He recalls writing short stories at night and later taking creative writing courses. “I remember I was enjoying watching movies and going to see plays, so I tried writing fiction and that really opened the world for me,” Nguyen said. Several of his short stories were published in literary journals.
He attended film school and ultimately switched careers. His feature-length directorial debut is the movie “Touch” - a romantic-drama about an unlikely friendship between a shy Vietnamese-American manicurist and an auto mechanic who is trying to keep his crumbling marriage alive. The film has won a number of awards on the independent film circuit.
Looking back on his life and professional path, Nguyen advised: “With hard work you can follow your dream.”
A CHINESE AMERICAN JOURNEY
For Chinese-American filmmaker Leo Chiang, coming to America was also a parental decision. The 42-year-old San Francisco-based director was 15 when he left Taiwan.
“My parents had decided to send me and my two siblings to the U.S. to get educated, basically. I think that for the rest of the world at that time, American universities were seen as the best,” Chiang said.
Chiang traveled to San Jose, California where family members were there to help him. Chiang admitted it was not always easy to adjust to his new environment.

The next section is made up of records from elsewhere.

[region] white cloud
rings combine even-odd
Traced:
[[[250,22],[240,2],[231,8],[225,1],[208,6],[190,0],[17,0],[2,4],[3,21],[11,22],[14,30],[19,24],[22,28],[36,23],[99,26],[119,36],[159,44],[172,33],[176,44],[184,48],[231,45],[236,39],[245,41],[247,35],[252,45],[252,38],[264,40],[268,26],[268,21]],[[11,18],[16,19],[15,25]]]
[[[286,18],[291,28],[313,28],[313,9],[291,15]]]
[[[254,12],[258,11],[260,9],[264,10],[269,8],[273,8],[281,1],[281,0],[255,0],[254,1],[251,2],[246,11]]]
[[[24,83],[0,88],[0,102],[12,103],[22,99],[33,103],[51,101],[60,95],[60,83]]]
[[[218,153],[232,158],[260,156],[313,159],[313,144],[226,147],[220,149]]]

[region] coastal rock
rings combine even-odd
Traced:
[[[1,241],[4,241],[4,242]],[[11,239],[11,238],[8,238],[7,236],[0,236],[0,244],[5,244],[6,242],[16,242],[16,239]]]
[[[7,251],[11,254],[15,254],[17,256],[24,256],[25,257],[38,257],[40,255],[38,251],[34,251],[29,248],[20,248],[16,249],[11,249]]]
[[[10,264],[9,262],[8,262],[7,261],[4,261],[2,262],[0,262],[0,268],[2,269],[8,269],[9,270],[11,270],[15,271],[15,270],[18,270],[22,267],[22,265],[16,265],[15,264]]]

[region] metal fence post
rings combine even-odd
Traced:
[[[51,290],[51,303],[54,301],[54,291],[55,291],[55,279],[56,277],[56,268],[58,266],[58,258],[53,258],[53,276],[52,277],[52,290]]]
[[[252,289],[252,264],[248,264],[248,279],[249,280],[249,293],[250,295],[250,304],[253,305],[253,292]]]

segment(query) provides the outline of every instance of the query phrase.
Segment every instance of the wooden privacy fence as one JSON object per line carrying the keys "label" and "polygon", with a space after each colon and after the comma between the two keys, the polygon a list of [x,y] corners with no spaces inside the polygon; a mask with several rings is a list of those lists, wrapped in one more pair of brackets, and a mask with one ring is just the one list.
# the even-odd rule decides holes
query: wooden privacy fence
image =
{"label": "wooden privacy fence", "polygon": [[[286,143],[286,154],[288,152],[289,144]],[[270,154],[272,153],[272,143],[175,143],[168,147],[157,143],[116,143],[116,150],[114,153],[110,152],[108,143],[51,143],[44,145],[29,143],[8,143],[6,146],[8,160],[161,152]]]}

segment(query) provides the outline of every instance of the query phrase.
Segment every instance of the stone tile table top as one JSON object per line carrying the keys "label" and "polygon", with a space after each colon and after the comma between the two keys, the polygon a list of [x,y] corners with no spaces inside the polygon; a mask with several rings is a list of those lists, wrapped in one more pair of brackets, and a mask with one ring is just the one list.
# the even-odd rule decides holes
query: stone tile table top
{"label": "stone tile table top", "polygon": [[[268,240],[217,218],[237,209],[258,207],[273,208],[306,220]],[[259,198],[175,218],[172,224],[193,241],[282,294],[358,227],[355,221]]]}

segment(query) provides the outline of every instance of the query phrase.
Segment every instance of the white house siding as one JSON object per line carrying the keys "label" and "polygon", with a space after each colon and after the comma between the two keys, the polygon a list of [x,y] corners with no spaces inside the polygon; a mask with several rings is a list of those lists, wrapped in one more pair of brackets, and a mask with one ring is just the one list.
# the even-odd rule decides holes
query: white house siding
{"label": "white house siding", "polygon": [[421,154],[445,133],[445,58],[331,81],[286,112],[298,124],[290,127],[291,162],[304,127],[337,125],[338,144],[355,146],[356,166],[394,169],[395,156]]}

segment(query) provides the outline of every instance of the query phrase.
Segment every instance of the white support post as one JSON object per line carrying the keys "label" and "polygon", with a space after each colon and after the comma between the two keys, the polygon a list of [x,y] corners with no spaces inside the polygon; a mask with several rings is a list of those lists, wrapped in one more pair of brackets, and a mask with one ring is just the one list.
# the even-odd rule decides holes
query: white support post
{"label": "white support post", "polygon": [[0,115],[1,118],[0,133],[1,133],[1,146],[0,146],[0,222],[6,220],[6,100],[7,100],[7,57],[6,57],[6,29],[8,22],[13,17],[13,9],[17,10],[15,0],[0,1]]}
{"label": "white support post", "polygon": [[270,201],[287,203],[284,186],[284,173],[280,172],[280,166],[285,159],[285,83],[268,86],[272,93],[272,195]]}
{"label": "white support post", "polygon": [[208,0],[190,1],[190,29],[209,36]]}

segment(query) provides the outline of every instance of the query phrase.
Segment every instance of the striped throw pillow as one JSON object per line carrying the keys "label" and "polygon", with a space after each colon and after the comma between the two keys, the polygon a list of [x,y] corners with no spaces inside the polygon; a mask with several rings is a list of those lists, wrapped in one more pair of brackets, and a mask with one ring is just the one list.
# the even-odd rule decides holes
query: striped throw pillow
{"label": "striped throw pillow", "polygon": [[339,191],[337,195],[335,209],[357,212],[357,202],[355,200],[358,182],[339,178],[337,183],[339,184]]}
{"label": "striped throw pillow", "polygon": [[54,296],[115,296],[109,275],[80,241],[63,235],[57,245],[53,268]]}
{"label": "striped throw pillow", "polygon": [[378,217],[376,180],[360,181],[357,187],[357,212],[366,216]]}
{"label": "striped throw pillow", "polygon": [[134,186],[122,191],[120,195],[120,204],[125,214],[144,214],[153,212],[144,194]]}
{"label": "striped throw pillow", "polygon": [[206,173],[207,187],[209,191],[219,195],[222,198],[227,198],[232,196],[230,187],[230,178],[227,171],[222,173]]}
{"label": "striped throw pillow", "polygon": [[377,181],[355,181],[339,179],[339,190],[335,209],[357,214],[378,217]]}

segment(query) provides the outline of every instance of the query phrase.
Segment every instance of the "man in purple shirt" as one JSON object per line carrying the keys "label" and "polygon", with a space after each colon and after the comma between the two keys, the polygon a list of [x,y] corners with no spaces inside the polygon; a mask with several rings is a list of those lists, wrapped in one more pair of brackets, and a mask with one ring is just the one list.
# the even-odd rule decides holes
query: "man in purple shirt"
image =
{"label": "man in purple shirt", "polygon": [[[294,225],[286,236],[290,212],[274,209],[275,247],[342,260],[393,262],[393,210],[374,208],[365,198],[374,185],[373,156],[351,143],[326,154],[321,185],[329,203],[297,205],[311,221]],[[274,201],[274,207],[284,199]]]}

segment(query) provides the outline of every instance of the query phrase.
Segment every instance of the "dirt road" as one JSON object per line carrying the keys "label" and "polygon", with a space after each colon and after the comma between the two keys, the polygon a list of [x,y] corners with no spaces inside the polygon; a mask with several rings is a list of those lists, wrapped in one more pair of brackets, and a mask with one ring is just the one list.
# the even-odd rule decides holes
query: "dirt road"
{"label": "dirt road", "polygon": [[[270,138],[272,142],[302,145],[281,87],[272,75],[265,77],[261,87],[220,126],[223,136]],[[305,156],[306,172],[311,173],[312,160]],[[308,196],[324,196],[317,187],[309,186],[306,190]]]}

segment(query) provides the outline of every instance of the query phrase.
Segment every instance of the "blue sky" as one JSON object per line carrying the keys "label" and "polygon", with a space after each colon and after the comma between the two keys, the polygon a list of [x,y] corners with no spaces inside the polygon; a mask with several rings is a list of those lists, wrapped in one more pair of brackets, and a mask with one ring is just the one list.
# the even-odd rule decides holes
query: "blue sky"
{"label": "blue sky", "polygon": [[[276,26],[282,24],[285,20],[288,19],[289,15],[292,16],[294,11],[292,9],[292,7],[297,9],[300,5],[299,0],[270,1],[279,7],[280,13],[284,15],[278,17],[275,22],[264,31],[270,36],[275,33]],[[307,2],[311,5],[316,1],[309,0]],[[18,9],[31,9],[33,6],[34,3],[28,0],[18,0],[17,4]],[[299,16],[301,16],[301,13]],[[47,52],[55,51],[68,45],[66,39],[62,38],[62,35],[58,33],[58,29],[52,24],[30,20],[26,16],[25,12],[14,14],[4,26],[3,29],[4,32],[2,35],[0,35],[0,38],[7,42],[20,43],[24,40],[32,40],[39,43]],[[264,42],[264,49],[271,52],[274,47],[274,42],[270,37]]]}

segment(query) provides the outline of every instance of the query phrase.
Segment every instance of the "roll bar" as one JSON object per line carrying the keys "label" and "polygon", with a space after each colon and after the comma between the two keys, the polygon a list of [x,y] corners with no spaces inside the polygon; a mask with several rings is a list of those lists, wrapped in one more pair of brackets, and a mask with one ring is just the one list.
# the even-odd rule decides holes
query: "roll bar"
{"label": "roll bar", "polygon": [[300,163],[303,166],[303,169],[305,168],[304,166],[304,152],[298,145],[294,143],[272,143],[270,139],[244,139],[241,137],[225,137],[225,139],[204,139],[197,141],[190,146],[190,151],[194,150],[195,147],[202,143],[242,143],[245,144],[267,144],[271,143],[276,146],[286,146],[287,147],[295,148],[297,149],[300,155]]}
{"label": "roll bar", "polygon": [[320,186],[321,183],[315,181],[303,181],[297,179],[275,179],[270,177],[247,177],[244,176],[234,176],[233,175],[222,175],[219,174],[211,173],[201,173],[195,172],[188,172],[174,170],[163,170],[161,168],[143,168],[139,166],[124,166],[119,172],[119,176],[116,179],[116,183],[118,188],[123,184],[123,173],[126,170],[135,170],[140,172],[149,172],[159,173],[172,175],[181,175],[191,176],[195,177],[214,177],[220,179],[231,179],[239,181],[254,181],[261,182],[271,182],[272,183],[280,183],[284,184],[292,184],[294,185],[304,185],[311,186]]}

“Initially it was difficult to blend in. Not speaking the language very well and not knowing the culture very well was a bit difficult,” Chiang said. “I definitely had to go through the English as a second language classes.”
Chiang succeeded and received a degree in electrical engineering at the University of California. It led to a job with Apple Computers. But like Nyguen, he had his doubts.
“I just really couldn’t see myself doing that for a long time. And I was always interested in film, I was a cinephile,” Chiang said. He applied to the University of Southern California’s graduate program in film production “as a fluke” and was admitted.
Chiang quit his job with Apple and became a documentary filmmaker.
The career change was preceded by risks and foresight - initiated, he said, by his life as an immigrant. “I think it would be foolish of people to kind of dive in and come over here without preparation,” Chaing said.
“I think that for folks who are interested in coming to the U.S., they really need to find out about American culture and about the places they plan to move to, what it's like, what the surrounding is like, what the environment is like,” Chiang said.
The award-winning filmmaker’s current documentary, “Mr. Cao Goes to Washington” is the true story about the first Vietnamese-American elected to the U-S Congress. Critics call the film a fascinating character study of New Orleans Congressman Joseph Cao.
"Mr Cao Goes to Washington" will air in January on PBS, the non-profit American public broadcasting service.